Le sujet a été traité jusqu'à présent de manière assez magistrale: Parmi plus de 1000 documents de recherche publics sur la conduite autonome publiés au cours des cinq dernières années, seule une vingtaine traite de la qualité des données des capteurs. Le traitement des données se fait littéralement dans une «boîte noire». Le savoir-faire vaut beaucoup d'argent et est soigneusement gardé par Google, Apple, Tesla, Cruise LLC et les autres grands constructeurs qui font des recherches sur les véhicules autonomes. Ils ne baissent pas leur garde.

La qualité des capteurs joue un rôle important dans l'homologation éventuelle des voitures à conduite autonome pour les transports publics. La sécurité de fonctionnement de ces voitures relève de la compétence de l'Office fédéral des routes (OFROU), qui soutient financièrement les travaux de recherche. L'OFROU veut pouvoir évaluer la fonctionnalité des systèmes autonomes à intervalles réguliers – et indépendamment des fabricants. Les experts de l'autorité veulent également permettre de mener une sorte d'«audition de témoins» si une voiture à conduite autonome a été impliquée dans un accident. Le problème ici est que les capteurs collectent d'énormes quantités de données par seconde. L'analyse de ce flot de données brutes serait déraisonnable pour les enquêteurs sur les accidents.

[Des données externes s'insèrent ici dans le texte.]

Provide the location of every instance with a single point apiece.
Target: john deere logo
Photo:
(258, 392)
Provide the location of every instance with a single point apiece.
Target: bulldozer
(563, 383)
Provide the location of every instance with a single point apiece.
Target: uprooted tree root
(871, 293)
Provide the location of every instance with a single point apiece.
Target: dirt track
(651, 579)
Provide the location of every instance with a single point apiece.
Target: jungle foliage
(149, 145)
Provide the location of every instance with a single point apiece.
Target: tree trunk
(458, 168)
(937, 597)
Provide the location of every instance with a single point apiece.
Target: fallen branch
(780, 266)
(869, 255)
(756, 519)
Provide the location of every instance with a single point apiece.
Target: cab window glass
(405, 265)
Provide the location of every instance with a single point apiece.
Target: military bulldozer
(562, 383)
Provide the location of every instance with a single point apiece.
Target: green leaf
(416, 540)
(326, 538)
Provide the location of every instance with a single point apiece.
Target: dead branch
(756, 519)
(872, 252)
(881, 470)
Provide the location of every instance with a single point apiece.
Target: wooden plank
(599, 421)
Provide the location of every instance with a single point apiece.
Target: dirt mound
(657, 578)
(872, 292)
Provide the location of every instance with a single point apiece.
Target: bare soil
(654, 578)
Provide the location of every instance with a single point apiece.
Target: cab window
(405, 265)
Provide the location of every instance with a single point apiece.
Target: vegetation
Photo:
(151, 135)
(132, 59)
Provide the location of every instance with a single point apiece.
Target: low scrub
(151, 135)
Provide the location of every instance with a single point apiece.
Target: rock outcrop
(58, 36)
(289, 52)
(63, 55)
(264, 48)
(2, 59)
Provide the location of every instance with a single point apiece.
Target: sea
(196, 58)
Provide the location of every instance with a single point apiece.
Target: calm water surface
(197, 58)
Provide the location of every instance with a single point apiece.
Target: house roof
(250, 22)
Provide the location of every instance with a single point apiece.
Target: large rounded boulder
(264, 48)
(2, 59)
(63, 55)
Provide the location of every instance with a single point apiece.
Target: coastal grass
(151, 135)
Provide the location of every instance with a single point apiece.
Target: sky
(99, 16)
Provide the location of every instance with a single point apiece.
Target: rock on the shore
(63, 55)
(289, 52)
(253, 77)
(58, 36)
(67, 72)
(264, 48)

La loi devra donc, à un moment donné, préciser quelles données doivent être stockées dans la voiture et rendues accessibles pour les enquêtes.

De plus, l'OFROU se prépare à approuver des essais sur le terrain avec des véhicules à conduite autonome sur la voie publique. Mais comment juger quand cela devient dangereux? Où les capteurs échouent-ils et où commettent-ils des erreurs si graves que le test doit être interrompu ou modifié ? Même pour le suivi de ces essais sur le terrain, il est nécessaire de pouvoir évaluer rapidement et précisément la «vue et le jugement» de la conduite autonome des voitures.

Le projet fait partie d'une initiative de numérisation du Centre suisse de compétence pour la recherche énergétique dans le domaine de la mobilité (CSRE Mobilité), cofinancée par Innosuisse, l'Office fédéral des routes (OFROU) et des partenaires commerciaux. Tandis que l'Empa étudie les capteurs disponibles dans le commerce et utilisés dans la pratique, l'Institut fédéral de métrologie (METAS) analyse les mêmes capteurs en laboratoire. La prochaine génération de capteurs pour véhicules fait également déjà l'objet de recherches. Cette partie du projet est réalisée par l'Institut des systèmes dynamiques et de la technique de commande de l'ETH Zurich.

Il ne reste pas beaucoup de temps pour développer des méthodes d'évaluation de base pour les voitures à conduite autonome. La concurrence autour des voitures particulières est énorme, et l'industrie automobile pourrait bientôt équiper ses véhicules à cette fin. La question de savoir si les voitures qui se conduisent seules peuvent éviter les accidents et la circulation fait l'objet de nombreuses recherches. De bons cadres réglementaires sont essentiels. Mais la tendance des logiciels automobiles à soutenir de plus en plus la conduite est irréversible.